In Gant v. State Farm, NPO, COA 4/22/2011, Judge Moore in a nonpublished COA decision dealt within the PIP context the proof needed to obtain lost wages by a self-employed claimant.  In this case, the claimaint presented a spreadsheet on lost income, but the PIP carrier requested tax returns.  The returns were never provided presuit or during suit.  State Farm obtained summary judgment, and the issues were the burden and the opportunity to present evidence.

The reason I am noting this decision is the fact that obtaining wage loss for self-employed persons is difficult. Although the tax returns were requested, they were not provided.   However,  if the tax returns had been provided, what would they have calculated the wage loss on gross sales/earnings or net earnings (after expenses etc)?

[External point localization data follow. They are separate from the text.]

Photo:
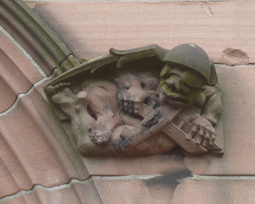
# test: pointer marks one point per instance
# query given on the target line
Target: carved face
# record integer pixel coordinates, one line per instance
(180, 86)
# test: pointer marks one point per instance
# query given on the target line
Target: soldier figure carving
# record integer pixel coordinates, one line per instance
(155, 100)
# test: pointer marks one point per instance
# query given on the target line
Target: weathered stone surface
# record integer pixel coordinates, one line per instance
(75, 193)
(135, 189)
(215, 191)
(18, 74)
(34, 149)
(166, 163)
(238, 122)
(91, 28)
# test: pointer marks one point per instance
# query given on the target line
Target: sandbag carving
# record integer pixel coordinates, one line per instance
(139, 102)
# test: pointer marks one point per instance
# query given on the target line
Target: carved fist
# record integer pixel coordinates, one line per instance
(203, 131)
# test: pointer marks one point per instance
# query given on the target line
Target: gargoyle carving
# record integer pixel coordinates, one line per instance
(140, 102)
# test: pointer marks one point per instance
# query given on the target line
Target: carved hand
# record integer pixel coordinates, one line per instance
(130, 100)
(203, 131)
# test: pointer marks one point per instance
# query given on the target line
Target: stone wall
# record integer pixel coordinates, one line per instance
(39, 163)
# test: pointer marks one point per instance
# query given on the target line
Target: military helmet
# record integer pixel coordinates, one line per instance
(194, 57)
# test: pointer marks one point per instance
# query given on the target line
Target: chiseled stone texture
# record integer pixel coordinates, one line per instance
(35, 150)
(73, 193)
(18, 74)
(238, 120)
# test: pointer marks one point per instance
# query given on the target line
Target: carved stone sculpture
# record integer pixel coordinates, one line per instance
(139, 102)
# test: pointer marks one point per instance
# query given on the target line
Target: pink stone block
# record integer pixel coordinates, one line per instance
(91, 28)
(75, 193)
(34, 148)
(215, 191)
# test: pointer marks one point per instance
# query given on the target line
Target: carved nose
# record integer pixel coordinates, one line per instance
(174, 82)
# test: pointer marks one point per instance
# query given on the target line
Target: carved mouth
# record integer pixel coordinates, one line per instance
(175, 99)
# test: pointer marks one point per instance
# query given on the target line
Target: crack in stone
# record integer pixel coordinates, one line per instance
(35, 187)
(19, 96)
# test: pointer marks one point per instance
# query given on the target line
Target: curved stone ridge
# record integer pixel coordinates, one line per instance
(33, 34)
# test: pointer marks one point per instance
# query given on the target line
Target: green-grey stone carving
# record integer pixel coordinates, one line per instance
(141, 101)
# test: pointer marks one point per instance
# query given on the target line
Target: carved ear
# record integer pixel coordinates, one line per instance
(122, 84)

All too often, I encounter adjusters who want the net as the basis for calculating wage loss.  This is not correct (IMHO).  Why?  The expenses continue, and it is the wages/earnings that stop.  If the person was employed, then looking at net business income would be the same as looking at the claimant’s individual tax returns after deductions, exclusions, standard deductions, etc.  I just wanted to make that point since I am sometimes concerned that appellate decisions ignore the realities of the world.

The other issue which I thought was of interest is that summary judgment motions sometimes are fast and furioius and forego the opportunity to flesh out the facts.  This case has some good law regarding the standard of review on this point.  Please note that the COA held that the opportunity to engage in discovery and prove her point was amply given to the claimant/plaintiff.

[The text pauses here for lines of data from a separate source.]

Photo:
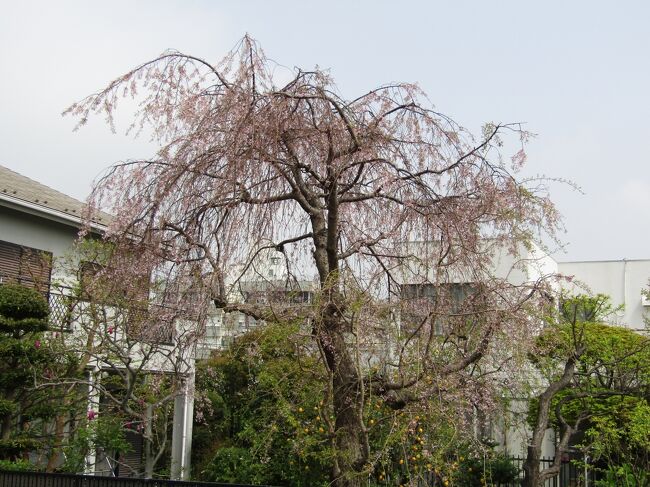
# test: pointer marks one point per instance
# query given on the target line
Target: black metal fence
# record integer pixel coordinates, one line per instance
(571, 474)
(41, 479)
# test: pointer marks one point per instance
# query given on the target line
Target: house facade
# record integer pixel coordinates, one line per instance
(39, 225)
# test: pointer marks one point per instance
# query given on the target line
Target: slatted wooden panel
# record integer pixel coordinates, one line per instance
(25, 265)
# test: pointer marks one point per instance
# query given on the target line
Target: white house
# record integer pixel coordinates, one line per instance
(39, 225)
(624, 281)
(36, 220)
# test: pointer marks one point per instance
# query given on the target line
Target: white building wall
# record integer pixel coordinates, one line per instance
(622, 280)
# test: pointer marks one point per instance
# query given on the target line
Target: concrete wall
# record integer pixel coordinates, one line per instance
(622, 280)
(38, 233)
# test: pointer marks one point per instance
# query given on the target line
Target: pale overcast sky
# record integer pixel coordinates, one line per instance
(577, 72)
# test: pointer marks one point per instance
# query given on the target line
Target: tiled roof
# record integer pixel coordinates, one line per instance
(19, 187)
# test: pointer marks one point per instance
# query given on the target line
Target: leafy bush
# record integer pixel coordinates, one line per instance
(22, 308)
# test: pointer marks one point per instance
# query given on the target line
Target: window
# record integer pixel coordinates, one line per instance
(419, 300)
(26, 266)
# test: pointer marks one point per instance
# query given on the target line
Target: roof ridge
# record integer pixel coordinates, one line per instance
(24, 188)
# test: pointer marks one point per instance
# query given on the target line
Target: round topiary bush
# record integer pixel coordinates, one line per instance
(19, 304)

The standard for summary judgment is as follows: “if the pleadings, depositions, answers to interrogatories, stipulations, and admissions on file, together with the affidavits, if any, show that there is no genuine issue as to any material fact and that the moving party is entitled to judgment as a matter of law.”  CR3 56.03.

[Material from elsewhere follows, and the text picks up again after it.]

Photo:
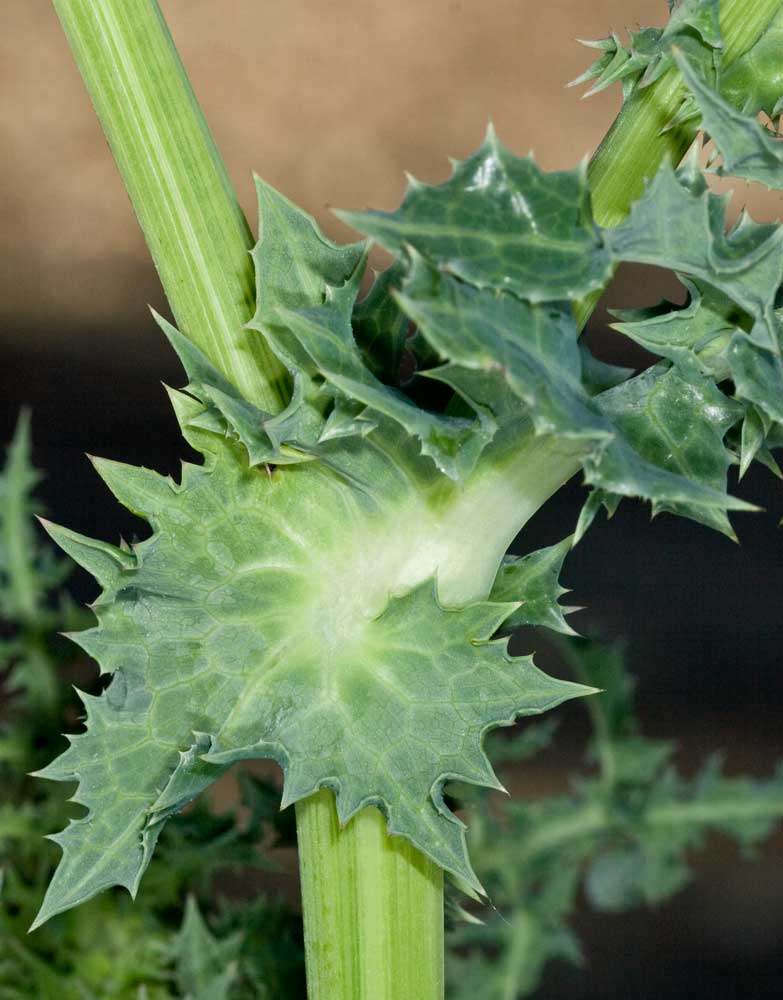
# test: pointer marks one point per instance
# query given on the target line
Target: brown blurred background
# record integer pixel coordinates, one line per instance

Summary judgment is appropriate when it “appears that it would be impossible for the respondent to produce evidence at the trial warranting a judgment in his favor.” Steelvest, Inc. v. Scansteel Serv. Ctr., Inc., 807 S.W.2d 476, 480 (Ky. 1991). Also, summary judgment cannot be avoided solely on the basis that a party hopes to obtain evidence in the future that will create a genuine issue of material fact. Neal v. Welker, 426 S.W.2d 476, 479-80 (Ky. 1968). However, “summary judgment is only proper after a party has been given ample opportunity to complete discovery[.]” Pendleton Brothers Vending, Inc. v. Commonwealth Finance and Administration Cabinet, 758 S.W.2d 24, 29 (Ky. 1998). It is not necessary that a party actually complete discovery, only that they had an opportunity to do so. Hartford Insurance Group v. Citizens Fidelity Bank & Trust Co., 579 S.W.2d 628, 630 (Ky. App. 1979). We review a grant of summary judgment de novo. Burton v. Kentucky Farm Bureau Mut. Ins. Co., 326 S.W.3d 474, 475 (Ky. App. 2010).